The results of this study have policy implications for planning interventions and resourcing public health services. Our results indicate that efforts to reduce diabetic comorbidity in serious mental illness might benefit by focussing on individuals with SMI living in high deprivation neighbourhoods. These results also have future research implications. Understanding why neighbourhood level disadvantage is associated with comorbidity is an important next step in addressing these inequities and in developing sustainable interventions and long-term solutions. There are several plausible explanations for increased SMI–T2D comorbidity in more disadvantaged neighbourhoods, over and above individual level factors. Neighbourhood level features, such as green spaces, access to health care services, availability of fast food restaurants and area level crime may be differentially present in advantaged and disadvantaged neighbourhoods [44]. These may in turn act as a stimulus for chronic stress or adverse health behaviours such as unhealthy eating, lack of physical activity and obesity, which have been shown to be associated with increased T2D risk [12,14,15]. Further exploration of the mediating or confounding roles played by these contextual variables may improve our understanding of SMI–T2D comorbidity and the casual pathways linking them with the neighbourhood environments.

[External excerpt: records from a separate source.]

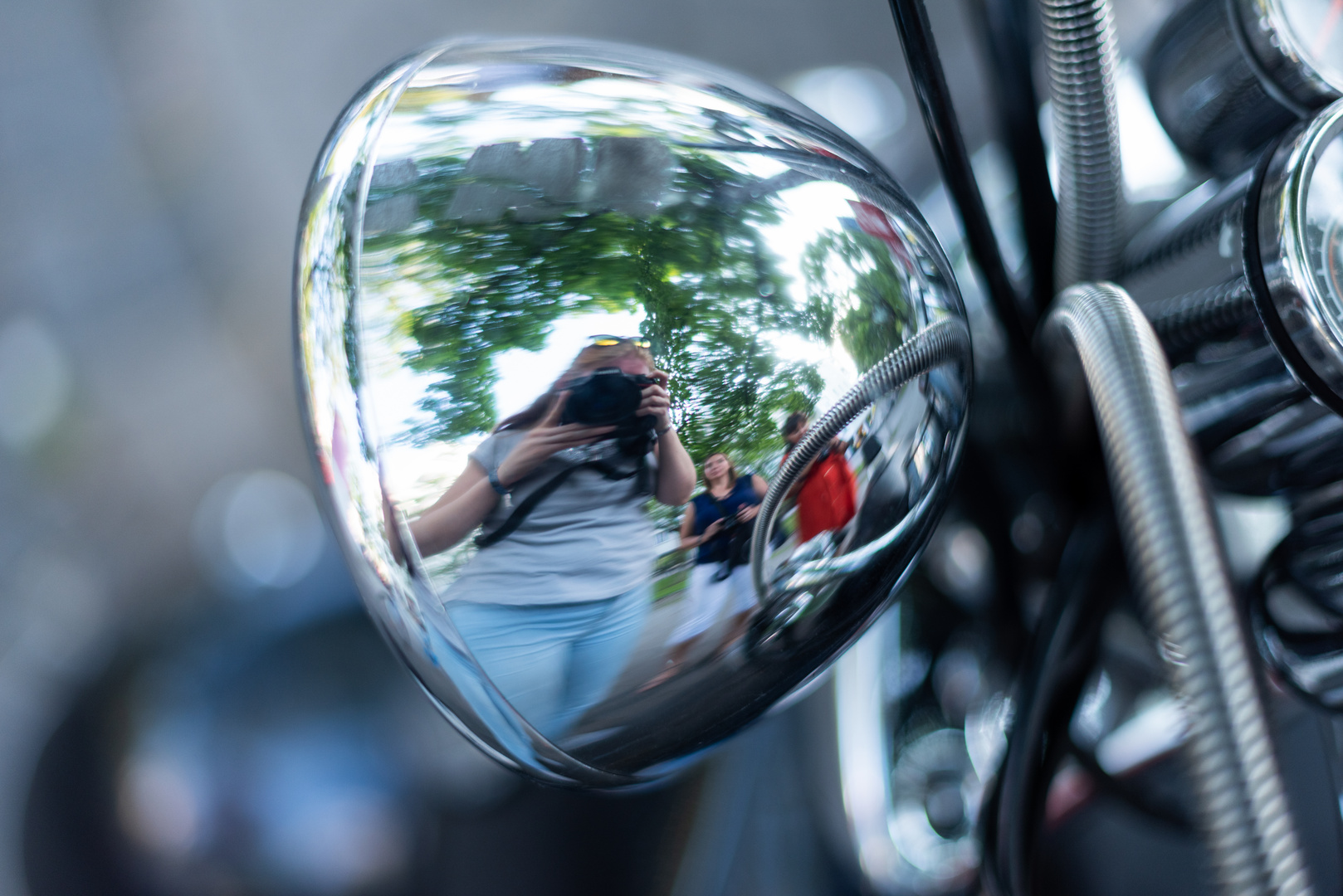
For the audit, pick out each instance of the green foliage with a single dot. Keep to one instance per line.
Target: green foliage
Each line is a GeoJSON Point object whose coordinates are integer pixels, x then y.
{"type": "Point", "coordinates": [857, 293]}
{"type": "Point", "coordinates": [712, 293]}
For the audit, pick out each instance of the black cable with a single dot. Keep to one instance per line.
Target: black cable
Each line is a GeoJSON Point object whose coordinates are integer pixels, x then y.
{"type": "Point", "coordinates": [1002, 32]}
{"type": "Point", "coordinates": [950, 145]}
{"type": "Point", "coordinates": [1058, 660]}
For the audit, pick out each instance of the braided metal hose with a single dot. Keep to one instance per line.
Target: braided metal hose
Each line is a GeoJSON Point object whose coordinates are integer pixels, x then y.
{"type": "Point", "coordinates": [1082, 56]}
{"type": "Point", "coordinates": [1177, 564]}
{"type": "Point", "coordinates": [943, 343]}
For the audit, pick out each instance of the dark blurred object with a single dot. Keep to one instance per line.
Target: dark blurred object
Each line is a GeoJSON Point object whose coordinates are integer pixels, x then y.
{"type": "Point", "coordinates": [306, 762]}
{"type": "Point", "coordinates": [1225, 78]}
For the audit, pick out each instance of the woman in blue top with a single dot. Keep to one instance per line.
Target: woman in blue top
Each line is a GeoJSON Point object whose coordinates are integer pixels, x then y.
{"type": "Point", "coordinates": [713, 582]}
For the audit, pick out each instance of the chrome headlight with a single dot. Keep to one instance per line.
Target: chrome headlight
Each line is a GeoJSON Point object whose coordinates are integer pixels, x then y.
{"type": "Point", "coordinates": [481, 218]}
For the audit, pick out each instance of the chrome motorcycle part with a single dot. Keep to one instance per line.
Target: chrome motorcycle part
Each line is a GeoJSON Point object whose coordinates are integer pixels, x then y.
{"type": "Point", "coordinates": [1297, 603]}
{"type": "Point", "coordinates": [1228, 75]}
{"type": "Point", "coordinates": [1082, 61]}
{"type": "Point", "coordinates": [1301, 251]}
{"type": "Point", "coordinates": [1253, 324]}
{"type": "Point", "coordinates": [914, 731]}
{"type": "Point", "coordinates": [939, 116]}
{"type": "Point", "coordinates": [480, 210]}
{"type": "Point", "coordinates": [1177, 566]}
{"type": "Point", "coordinates": [945, 343]}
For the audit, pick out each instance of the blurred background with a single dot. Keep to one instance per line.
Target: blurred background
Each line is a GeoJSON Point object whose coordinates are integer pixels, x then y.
{"type": "Point", "coordinates": [189, 698]}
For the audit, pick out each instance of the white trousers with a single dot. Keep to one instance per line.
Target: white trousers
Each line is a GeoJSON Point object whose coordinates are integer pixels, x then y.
{"type": "Point", "coordinates": [706, 599]}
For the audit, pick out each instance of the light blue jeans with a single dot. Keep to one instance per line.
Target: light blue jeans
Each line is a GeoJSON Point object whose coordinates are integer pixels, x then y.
{"type": "Point", "coordinates": [554, 661]}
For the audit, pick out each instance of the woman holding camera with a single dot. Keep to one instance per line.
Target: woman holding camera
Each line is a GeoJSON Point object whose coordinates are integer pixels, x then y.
{"type": "Point", "coordinates": [717, 524]}
{"type": "Point", "coordinates": [552, 603]}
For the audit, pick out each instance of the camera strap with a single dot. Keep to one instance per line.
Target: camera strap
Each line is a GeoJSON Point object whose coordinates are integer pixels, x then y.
{"type": "Point", "coordinates": [525, 507]}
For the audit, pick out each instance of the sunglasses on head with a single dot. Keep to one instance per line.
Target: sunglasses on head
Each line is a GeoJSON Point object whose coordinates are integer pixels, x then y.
{"type": "Point", "coordinates": [604, 340]}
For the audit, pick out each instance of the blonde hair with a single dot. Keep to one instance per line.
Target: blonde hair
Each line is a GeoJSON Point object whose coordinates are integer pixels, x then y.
{"type": "Point", "coordinates": [732, 469]}
{"type": "Point", "coordinates": [590, 359]}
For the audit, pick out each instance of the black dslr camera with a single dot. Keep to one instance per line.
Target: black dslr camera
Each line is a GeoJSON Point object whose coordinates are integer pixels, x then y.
{"type": "Point", "coordinates": [610, 397]}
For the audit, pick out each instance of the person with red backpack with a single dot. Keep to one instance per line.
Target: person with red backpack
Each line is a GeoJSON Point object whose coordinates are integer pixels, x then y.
{"type": "Point", "coordinates": [826, 492]}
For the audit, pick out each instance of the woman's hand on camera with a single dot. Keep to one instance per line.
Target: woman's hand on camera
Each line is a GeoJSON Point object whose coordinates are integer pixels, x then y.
{"type": "Point", "coordinates": [657, 401]}
{"type": "Point", "coordinates": [545, 440]}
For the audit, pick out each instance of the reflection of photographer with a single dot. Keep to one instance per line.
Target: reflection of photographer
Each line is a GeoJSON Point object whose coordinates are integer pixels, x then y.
{"type": "Point", "coordinates": [826, 492]}
{"type": "Point", "coordinates": [552, 603]}
{"type": "Point", "coordinates": [717, 524]}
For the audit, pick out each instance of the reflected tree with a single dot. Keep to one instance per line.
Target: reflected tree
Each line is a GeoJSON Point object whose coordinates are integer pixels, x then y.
{"type": "Point", "coordinates": [501, 257]}
{"type": "Point", "coordinates": [857, 292]}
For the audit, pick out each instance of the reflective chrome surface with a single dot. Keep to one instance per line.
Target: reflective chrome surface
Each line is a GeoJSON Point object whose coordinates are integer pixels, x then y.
{"type": "Point", "coordinates": [1249, 395]}
{"type": "Point", "coordinates": [919, 722]}
{"type": "Point", "coordinates": [1297, 606]}
{"type": "Point", "coordinates": [1301, 221]}
{"type": "Point", "coordinates": [1299, 43]}
{"type": "Point", "coordinates": [1225, 78]}
{"type": "Point", "coordinates": [482, 215]}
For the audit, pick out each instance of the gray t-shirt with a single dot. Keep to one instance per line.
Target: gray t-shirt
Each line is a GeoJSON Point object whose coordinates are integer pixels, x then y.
{"type": "Point", "coordinates": [587, 540]}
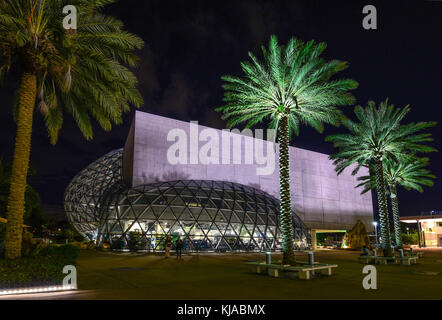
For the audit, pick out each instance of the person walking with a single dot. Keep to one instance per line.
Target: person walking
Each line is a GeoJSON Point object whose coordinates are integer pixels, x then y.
{"type": "Point", "coordinates": [179, 247]}
{"type": "Point", "coordinates": [168, 244]}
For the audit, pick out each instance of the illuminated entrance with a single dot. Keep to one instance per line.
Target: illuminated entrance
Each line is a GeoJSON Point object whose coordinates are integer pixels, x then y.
{"type": "Point", "coordinates": [429, 228]}
{"type": "Point", "coordinates": [327, 238]}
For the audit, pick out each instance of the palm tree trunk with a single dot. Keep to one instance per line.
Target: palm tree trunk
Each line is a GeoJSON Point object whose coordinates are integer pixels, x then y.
{"type": "Point", "coordinates": [284, 190]}
{"type": "Point", "coordinates": [16, 200]}
{"type": "Point", "coordinates": [396, 220]}
{"type": "Point", "coordinates": [383, 209]}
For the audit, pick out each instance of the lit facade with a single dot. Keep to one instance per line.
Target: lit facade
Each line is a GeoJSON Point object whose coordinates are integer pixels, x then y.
{"type": "Point", "coordinates": [132, 198]}
{"type": "Point", "coordinates": [429, 229]}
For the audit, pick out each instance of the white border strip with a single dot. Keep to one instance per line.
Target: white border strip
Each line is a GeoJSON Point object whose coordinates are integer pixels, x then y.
{"type": "Point", "coordinates": [36, 290]}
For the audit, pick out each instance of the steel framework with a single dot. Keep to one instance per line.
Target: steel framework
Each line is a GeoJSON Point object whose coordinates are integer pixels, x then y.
{"type": "Point", "coordinates": [207, 215]}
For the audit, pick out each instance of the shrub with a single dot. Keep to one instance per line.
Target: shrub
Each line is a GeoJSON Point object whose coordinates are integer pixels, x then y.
{"type": "Point", "coordinates": [46, 268]}
{"type": "Point", "coordinates": [357, 237]}
{"type": "Point", "coordinates": [411, 238]}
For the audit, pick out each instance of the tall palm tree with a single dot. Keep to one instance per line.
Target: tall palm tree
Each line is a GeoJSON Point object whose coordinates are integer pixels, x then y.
{"type": "Point", "coordinates": [379, 136]}
{"type": "Point", "coordinates": [80, 72]}
{"type": "Point", "coordinates": [408, 173]}
{"type": "Point", "coordinates": [290, 86]}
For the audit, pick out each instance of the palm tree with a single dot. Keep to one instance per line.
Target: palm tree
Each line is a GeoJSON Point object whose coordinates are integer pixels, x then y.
{"type": "Point", "coordinates": [80, 72]}
{"type": "Point", "coordinates": [379, 136]}
{"type": "Point", "coordinates": [291, 86]}
{"type": "Point", "coordinates": [408, 173]}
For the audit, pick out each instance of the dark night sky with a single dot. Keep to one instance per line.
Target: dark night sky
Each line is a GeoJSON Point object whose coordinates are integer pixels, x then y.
{"type": "Point", "coordinates": [190, 44]}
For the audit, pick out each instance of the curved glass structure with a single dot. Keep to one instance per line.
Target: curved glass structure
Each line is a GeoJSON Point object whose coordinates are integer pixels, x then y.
{"type": "Point", "coordinates": [208, 215]}
{"type": "Point", "coordinates": [83, 195]}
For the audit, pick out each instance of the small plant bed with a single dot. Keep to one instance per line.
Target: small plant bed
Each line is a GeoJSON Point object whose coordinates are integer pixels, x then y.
{"type": "Point", "coordinates": [39, 270]}
{"type": "Point", "coordinates": [405, 260]}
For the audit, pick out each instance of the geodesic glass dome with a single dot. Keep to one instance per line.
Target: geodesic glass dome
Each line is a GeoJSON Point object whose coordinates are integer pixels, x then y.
{"type": "Point", "coordinates": [207, 215]}
{"type": "Point", "coordinates": [83, 195]}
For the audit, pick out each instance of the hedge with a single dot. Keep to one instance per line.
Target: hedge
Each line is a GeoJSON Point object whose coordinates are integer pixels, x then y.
{"type": "Point", "coordinates": [44, 269]}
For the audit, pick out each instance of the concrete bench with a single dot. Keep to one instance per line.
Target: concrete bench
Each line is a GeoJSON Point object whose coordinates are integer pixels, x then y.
{"type": "Point", "coordinates": [415, 254]}
{"type": "Point", "coordinates": [406, 260]}
{"type": "Point", "coordinates": [383, 260]}
{"type": "Point", "coordinates": [304, 271]}
{"type": "Point", "coordinates": [366, 259]}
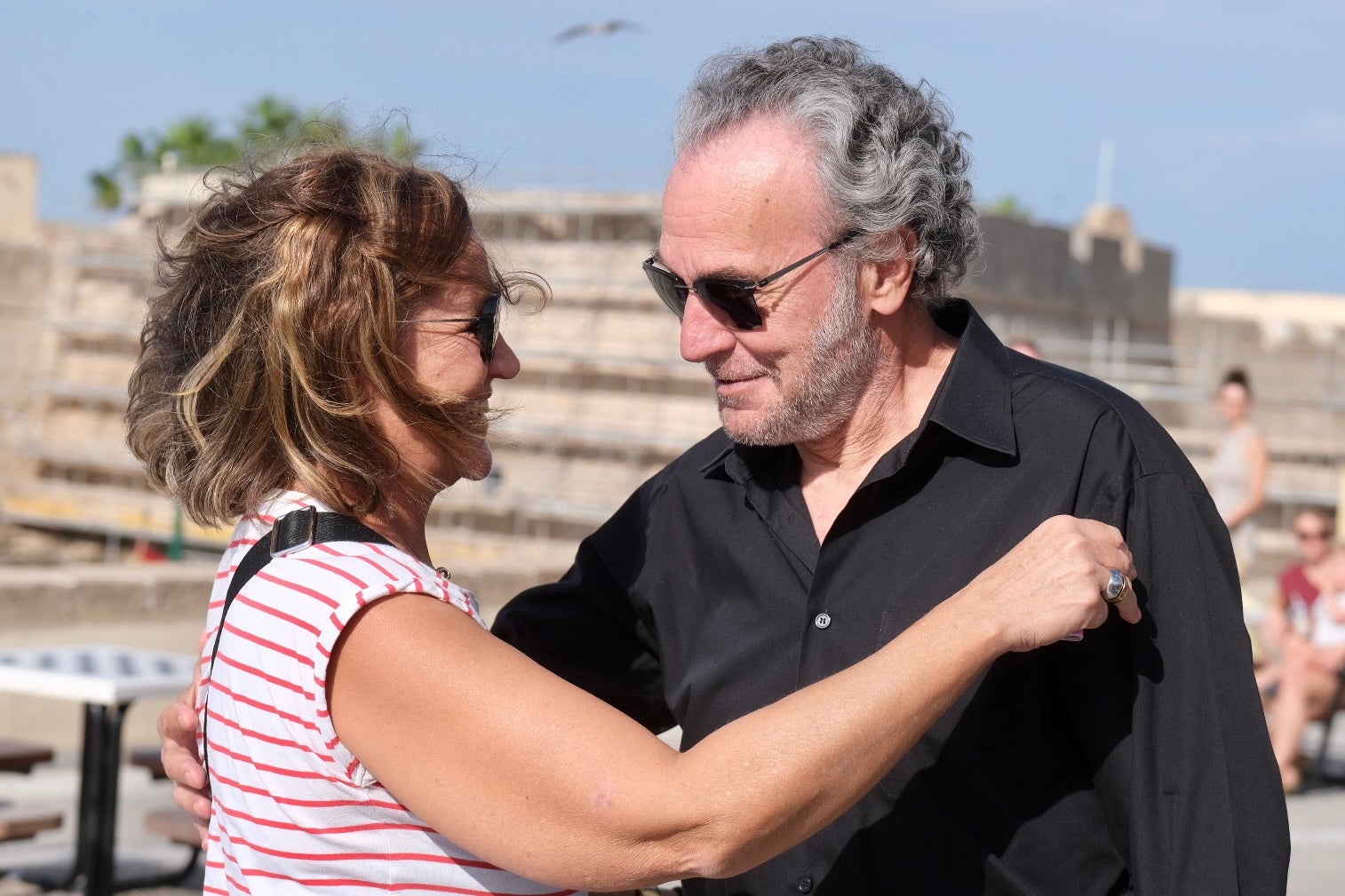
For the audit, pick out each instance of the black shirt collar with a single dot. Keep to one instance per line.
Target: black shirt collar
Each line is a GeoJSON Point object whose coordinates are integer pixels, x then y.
{"type": "Point", "coordinates": [973, 402]}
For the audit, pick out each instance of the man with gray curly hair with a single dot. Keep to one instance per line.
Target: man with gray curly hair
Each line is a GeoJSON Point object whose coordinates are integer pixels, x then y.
{"type": "Point", "coordinates": [881, 447]}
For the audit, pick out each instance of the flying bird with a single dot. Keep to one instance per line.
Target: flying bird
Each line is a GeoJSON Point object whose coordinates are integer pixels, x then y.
{"type": "Point", "coordinates": [596, 30]}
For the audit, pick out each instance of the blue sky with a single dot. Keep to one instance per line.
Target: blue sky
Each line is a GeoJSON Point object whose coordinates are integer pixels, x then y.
{"type": "Point", "coordinates": [1229, 119]}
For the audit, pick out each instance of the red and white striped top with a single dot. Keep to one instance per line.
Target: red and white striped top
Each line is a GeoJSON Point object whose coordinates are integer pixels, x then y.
{"type": "Point", "coordinates": [292, 810]}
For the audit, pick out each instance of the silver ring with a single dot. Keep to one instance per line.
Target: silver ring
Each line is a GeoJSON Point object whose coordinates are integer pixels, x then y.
{"type": "Point", "coordinates": [1117, 588]}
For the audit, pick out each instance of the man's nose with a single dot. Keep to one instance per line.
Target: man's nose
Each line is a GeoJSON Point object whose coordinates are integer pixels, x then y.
{"type": "Point", "coordinates": [705, 331]}
{"type": "Point", "coordinates": [505, 363]}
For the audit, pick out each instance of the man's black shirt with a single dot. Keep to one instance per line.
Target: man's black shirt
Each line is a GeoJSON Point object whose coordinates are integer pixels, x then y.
{"type": "Point", "coordinates": [1135, 760]}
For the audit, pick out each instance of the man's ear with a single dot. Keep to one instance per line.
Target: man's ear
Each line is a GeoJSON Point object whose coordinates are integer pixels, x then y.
{"type": "Point", "coordinates": [887, 282]}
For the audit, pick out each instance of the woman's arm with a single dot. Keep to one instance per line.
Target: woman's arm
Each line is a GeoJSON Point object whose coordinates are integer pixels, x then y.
{"type": "Point", "coordinates": [1258, 465]}
{"type": "Point", "coordinates": [541, 778]}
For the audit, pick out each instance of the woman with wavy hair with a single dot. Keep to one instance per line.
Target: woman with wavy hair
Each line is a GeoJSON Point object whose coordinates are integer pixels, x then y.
{"type": "Point", "coordinates": [323, 349]}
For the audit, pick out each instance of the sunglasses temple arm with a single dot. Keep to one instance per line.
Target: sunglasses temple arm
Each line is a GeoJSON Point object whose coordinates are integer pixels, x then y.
{"type": "Point", "coordinates": [798, 264]}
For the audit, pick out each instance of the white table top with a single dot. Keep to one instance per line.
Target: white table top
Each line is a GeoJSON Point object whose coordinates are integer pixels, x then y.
{"type": "Point", "coordinates": [105, 674]}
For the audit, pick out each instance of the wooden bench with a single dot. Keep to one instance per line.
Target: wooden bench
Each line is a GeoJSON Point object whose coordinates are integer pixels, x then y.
{"type": "Point", "coordinates": [19, 757]}
{"type": "Point", "coordinates": [177, 826]}
{"type": "Point", "coordinates": [21, 823]}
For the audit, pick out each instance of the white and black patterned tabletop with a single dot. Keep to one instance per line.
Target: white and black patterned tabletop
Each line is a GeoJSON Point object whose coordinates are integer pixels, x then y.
{"type": "Point", "coordinates": [104, 674]}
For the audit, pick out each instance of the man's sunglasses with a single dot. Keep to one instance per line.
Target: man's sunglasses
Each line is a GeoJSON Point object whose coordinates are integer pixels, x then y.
{"type": "Point", "coordinates": [736, 297]}
{"type": "Point", "coordinates": [486, 324]}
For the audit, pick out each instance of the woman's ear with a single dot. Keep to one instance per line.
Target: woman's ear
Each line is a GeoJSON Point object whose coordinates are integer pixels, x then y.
{"type": "Point", "coordinates": [887, 282]}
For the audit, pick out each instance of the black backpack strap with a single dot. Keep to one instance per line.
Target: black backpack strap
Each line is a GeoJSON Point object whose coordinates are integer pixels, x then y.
{"type": "Point", "coordinates": [295, 530]}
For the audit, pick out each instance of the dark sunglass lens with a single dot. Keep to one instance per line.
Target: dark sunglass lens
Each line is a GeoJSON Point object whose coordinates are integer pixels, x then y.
{"type": "Point", "coordinates": [491, 326]}
{"type": "Point", "coordinates": [667, 288]}
{"type": "Point", "coordinates": [735, 299]}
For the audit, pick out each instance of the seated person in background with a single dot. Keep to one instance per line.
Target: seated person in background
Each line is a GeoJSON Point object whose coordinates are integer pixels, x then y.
{"type": "Point", "coordinates": [1290, 608]}
{"type": "Point", "coordinates": [1309, 678]}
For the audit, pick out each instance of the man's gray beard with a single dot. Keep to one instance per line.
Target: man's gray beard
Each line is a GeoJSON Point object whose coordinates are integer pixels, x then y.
{"type": "Point", "coordinates": [842, 360]}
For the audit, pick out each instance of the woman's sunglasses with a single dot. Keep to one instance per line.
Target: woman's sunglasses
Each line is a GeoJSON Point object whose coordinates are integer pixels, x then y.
{"type": "Point", "coordinates": [736, 297]}
{"type": "Point", "coordinates": [486, 324]}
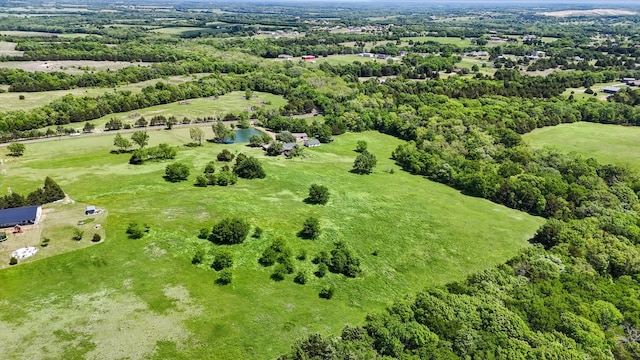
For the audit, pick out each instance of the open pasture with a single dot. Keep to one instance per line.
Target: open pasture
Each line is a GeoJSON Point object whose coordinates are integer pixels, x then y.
{"type": "Point", "coordinates": [70, 66]}
{"type": "Point", "coordinates": [32, 100]}
{"type": "Point", "coordinates": [144, 299]}
{"type": "Point", "coordinates": [606, 143]}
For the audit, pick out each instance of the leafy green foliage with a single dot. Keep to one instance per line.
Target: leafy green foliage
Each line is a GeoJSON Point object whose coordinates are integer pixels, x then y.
{"type": "Point", "coordinates": [310, 229]}
{"type": "Point", "coordinates": [364, 163]}
{"type": "Point", "coordinates": [229, 231]}
{"type": "Point", "coordinates": [16, 149]}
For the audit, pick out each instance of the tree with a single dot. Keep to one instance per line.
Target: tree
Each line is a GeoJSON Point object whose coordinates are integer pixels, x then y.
{"type": "Point", "coordinates": [52, 191]}
{"type": "Point", "coordinates": [364, 163]}
{"type": "Point", "coordinates": [318, 194]}
{"type": "Point", "coordinates": [249, 168]}
{"type": "Point", "coordinates": [310, 229]}
{"type": "Point", "coordinates": [225, 277]}
{"type": "Point", "coordinates": [176, 172]}
{"type": "Point", "coordinates": [88, 127]}
{"type": "Point", "coordinates": [222, 260]}
{"type": "Point", "coordinates": [361, 146]}
{"type": "Point", "coordinates": [16, 149]}
{"type": "Point", "coordinates": [229, 231]}
{"type": "Point", "coordinates": [141, 138]}
{"type": "Point", "coordinates": [123, 144]}
{"type": "Point", "coordinates": [196, 134]}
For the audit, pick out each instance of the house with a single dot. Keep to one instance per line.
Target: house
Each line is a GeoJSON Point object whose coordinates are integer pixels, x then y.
{"type": "Point", "coordinates": [288, 146]}
{"type": "Point", "coordinates": [27, 215]}
{"type": "Point", "coordinates": [611, 89]}
{"type": "Point", "coordinates": [312, 143]}
{"type": "Point", "coordinates": [300, 136]}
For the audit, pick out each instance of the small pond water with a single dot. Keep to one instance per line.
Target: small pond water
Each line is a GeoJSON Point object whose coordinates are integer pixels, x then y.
{"type": "Point", "coordinates": [243, 135]}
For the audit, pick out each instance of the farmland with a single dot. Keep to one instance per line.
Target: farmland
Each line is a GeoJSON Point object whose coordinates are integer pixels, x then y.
{"type": "Point", "coordinates": [254, 316]}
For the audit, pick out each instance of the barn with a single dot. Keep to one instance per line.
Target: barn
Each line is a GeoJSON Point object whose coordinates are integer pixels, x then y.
{"type": "Point", "coordinates": [27, 215]}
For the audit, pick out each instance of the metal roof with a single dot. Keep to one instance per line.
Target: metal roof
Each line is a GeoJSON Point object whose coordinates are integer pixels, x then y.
{"type": "Point", "coordinates": [18, 216]}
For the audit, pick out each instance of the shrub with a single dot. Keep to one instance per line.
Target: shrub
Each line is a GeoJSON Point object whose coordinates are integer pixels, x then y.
{"type": "Point", "coordinates": [222, 260]}
{"type": "Point", "coordinates": [300, 278]}
{"type": "Point", "coordinates": [279, 273]}
{"type": "Point", "coordinates": [326, 292]}
{"type": "Point", "coordinates": [318, 194]}
{"type": "Point", "coordinates": [310, 229]}
{"type": "Point", "coordinates": [176, 172]}
{"type": "Point", "coordinates": [249, 168]}
{"type": "Point", "coordinates": [229, 231]}
{"type": "Point", "coordinates": [224, 277]}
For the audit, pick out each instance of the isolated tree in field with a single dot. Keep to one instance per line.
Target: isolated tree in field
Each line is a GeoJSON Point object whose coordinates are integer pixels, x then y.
{"type": "Point", "coordinates": [249, 168]}
{"type": "Point", "coordinates": [176, 172]}
{"type": "Point", "coordinates": [361, 146]}
{"type": "Point", "coordinates": [123, 144]}
{"type": "Point", "coordinates": [88, 127]}
{"type": "Point", "coordinates": [310, 229]}
{"type": "Point", "coordinates": [141, 138]}
{"type": "Point", "coordinates": [229, 231]}
{"type": "Point", "coordinates": [16, 149]}
{"type": "Point", "coordinates": [364, 163]}
{"type": "Point", "coordinates": [196, 134]}
{"type": "Point", "coordinates": [318, 194]}
{"type": "Point", "coordinates": [52, 191]}
{"type": "Point", "coordinates": [223, 259]}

There are some limitations to our study. First, the cross-sectional study design does not allow us to draw cause-effect conclusions. Second, we used data sourced only from inpatient mental health records and did not consider outpatient and private practice records. However, the Australian National Surveys of Psychosis indicates that 45.6–62.9% of people with SMI reported ≥1 hospital admission for any reason in the previous 12 months [45], which should have provided a reasonable coverage given our eight-year data collection period. In addition, we acknowledge the potential for temporal misalignment as 2011 relative disadvantage index scores were used in this analysis. Nonetheless a weighted Kappa analysis between 2011 and 2016 disadvantage quintiles revealed a good agreement between the two (k = 0.796) indicating that the deprivation scores have remained relatively similar during these periods. Individual socioeconomic status, ethnicity, age at diagnosis and number of hospital admissions, were not included in this analysis due to the lack of data availability. This may have resulted in the overestimation of neighbourhood level effects. Finally, we also acknowledge the potential for reverse causation as SMI and T2D share a bidirectional association.

5. Conclusions

Our results indicate that the people with SMI living in the most disadvantaged neighbourhoods are more likely than their counterparts in the least disadvantaged neighbourhoods to report SMI-T2D comorbidity. These findings highlight the need to consider public health prevention strategies at both individual and neighbourhood level in order to reduce the public health burden imposed by comorbidity. The current study makes a significant contribution to the scant research literature available in this area of public health. Future research is needed to extend these findings and to consider how various neighbourhood contextual features may mediate the effect of neighbourhood socioeconomic disadvantage on SMI–T2D comorbidity.